Although I’m sure its author and publisher would be loath to admit it, this highly literary historical reverie is very much a horror novel. The subject? A gaggle of English schoolgirls, together with a crippled sailor who gives the novel its name, shipwrecked on an island in 1918, where they endure hunger, fatigue, mosquitoes, savage man hunters, carnivorous ants and, inevitably, madness. Yes, most of the girls die, and yes, the specter of cannibalism does rear its ugly head.
Keep in mind, though, that the above covers only the book’s second half.
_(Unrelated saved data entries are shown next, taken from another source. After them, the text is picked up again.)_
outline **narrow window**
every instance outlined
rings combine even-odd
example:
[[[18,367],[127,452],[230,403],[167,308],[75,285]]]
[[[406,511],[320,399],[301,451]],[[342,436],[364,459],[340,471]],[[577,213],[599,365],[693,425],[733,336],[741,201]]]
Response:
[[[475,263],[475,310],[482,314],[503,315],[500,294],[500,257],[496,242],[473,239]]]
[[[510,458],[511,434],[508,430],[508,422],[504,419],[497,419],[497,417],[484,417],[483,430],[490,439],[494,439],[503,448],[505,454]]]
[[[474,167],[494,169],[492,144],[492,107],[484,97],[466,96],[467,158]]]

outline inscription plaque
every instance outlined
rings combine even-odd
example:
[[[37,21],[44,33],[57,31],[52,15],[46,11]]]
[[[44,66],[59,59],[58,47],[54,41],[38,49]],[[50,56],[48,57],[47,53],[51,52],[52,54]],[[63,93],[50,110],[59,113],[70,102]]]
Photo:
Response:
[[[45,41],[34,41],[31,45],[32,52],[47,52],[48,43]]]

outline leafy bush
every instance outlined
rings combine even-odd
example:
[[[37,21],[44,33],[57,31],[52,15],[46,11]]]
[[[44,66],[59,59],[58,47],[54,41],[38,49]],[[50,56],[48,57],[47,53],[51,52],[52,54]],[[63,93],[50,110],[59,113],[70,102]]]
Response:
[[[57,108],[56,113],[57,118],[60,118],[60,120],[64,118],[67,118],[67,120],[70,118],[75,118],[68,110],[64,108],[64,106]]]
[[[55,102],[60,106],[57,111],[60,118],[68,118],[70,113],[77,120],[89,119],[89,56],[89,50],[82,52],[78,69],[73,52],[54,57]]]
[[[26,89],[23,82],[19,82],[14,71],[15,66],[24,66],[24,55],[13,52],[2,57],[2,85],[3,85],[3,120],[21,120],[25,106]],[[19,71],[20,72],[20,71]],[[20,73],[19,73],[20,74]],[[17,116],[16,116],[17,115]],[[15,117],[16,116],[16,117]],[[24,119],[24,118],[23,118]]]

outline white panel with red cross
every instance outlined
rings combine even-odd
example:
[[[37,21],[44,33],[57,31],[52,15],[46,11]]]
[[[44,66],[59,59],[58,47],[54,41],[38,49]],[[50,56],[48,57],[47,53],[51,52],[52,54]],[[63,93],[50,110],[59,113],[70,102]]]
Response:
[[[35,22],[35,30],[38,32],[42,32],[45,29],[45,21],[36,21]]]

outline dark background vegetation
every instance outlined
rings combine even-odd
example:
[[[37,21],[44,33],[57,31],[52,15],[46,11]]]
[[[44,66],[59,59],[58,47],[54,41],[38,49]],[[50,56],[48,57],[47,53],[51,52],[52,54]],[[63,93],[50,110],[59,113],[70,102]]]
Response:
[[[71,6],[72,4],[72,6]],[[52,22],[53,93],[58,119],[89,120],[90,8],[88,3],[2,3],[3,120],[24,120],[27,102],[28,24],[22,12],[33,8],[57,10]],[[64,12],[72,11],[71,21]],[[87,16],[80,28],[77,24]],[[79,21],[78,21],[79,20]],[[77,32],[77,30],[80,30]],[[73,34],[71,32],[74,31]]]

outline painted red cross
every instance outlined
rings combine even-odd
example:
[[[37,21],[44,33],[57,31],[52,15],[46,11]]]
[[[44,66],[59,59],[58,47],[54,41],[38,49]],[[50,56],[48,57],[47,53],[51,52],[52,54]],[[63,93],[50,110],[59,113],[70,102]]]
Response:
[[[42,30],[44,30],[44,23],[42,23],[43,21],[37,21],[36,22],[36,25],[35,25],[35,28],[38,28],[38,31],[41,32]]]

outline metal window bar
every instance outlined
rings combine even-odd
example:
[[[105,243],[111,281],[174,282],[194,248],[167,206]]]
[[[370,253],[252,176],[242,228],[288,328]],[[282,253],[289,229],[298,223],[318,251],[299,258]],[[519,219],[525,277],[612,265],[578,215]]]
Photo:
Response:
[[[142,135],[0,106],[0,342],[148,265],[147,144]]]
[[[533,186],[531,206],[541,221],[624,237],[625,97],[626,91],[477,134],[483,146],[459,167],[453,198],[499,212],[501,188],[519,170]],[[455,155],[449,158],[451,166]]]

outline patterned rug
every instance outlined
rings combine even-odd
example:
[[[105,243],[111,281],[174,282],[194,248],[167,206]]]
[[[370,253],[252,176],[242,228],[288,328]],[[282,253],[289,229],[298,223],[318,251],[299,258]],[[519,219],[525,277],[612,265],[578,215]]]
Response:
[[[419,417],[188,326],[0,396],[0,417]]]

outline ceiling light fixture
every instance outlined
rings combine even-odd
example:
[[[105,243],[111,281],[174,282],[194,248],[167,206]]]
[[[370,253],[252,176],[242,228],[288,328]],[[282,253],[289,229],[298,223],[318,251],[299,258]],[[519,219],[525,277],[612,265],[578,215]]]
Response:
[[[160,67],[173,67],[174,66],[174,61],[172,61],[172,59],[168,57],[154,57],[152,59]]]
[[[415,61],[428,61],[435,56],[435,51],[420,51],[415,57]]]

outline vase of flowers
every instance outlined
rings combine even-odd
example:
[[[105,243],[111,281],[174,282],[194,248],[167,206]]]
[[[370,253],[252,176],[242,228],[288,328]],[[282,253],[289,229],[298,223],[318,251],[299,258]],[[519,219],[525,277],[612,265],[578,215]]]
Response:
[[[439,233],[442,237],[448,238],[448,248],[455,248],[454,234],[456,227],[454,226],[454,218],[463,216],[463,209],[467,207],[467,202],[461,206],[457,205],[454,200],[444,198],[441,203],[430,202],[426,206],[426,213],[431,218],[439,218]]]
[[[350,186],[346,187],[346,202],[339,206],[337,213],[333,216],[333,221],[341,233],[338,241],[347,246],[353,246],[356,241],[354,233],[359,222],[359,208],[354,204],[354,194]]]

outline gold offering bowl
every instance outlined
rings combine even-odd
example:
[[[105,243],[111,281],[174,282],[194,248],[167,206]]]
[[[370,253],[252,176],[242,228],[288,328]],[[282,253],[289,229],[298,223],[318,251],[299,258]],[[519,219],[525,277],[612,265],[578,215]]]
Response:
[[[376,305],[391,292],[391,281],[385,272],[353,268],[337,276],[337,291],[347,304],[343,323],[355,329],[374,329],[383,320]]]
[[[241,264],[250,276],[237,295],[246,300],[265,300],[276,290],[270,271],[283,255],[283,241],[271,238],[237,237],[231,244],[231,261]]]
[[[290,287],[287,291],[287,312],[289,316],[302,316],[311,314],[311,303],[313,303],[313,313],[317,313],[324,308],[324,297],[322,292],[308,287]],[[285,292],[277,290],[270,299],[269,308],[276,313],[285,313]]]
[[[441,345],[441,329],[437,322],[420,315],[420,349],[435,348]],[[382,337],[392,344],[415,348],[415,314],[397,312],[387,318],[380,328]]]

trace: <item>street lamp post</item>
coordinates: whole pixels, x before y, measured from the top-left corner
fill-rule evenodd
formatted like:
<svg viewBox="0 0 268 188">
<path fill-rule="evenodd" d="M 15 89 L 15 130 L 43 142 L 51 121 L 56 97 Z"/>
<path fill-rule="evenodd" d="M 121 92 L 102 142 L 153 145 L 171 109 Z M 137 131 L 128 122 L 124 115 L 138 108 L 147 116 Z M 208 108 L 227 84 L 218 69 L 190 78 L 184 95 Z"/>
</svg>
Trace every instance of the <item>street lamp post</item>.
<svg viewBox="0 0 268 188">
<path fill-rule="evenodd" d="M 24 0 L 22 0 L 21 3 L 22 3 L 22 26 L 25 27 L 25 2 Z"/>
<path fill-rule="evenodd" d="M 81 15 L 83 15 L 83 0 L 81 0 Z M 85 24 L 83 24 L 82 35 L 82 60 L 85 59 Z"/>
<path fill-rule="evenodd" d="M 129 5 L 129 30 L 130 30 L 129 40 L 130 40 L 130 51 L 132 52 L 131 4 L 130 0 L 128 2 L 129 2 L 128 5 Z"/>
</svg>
The fist is largely concentrated on the character of Charlotte, the girls’ free-spirited headmistress, an irrepressible convention breaker on a jaunt through the Orient, where she meets the sailor John Dollar during a dreamlike nocturnal swim. Naturally I found Charlotte’s exploits far less compelling than the horrific business of the book’s second half, and neither was I terribly enchanted by author Marianne Wiggins’s deeply affected present tense prose (“Every step she takes at this depth is a formulation of an if then, a hedonic calculus—across the calcified anatomy of coral her little toes appraise the price of pain against the gain of pleasure.”)
I realize this is the sort of book literary critics drool over (apparently it’s the type of writing that, according to a back-cover blurb, “can make you laugh aloud, while somewhere inside, you are crying”), but it definitely ain’t my cup of tea. For that matter, I don’t quite understand why the author devotes so much time to Charlotte in the book’s first half, as the character spends the majority of the second offstage.
In any event, the book catches fire once Charlotte and the kids are packed into the John Dollar-manned ship that takes them to meet their untimely destiny. The English colonels, it seems, are in search of obscure lands they can claim as part of the British Empire. But a tidal wave hits, killing off everybody but the now-paralyzed John Dollar and the schoolgirls. The prose here is just as affected as that of the first half (“…everything the ritual contained became symbolic of its former self, symbolic of its former symbol like a love that calls itself a love when it’s grown loveless”), but the sheer relentlessness of the story kept me going. Furthermore, Wiggins’ prose does an excellent job conveying the increasingly hallucinatory mindsets of her malnourished subjects. As might be expected, though, Wiggins refuses to provide a cut-and-dried ending, forcing the reader to go back and reread the opening pages (chapter one being a brief remembrance of the events on the island) to find out what happens.
LORD OF THE FLIES was clearly an influence on this book, as was HEART OF DARKNESS. The social dynamics of children stranded on an island without adults call to mind the former book, while the story’s underlying political implications mirror the latter. Just as Colonel Kurtz’s descent into savagery was intended to symbolize the decline of the British Empire, so it seems do Marianne Wiggins’ schoolgirls, whose ill-fated mission is in service of the British crown. But then, I don’t remember LORD OF THE FLIES or HEART OF DARKNESS being nearly as pretentious as JOHN DOLLAR.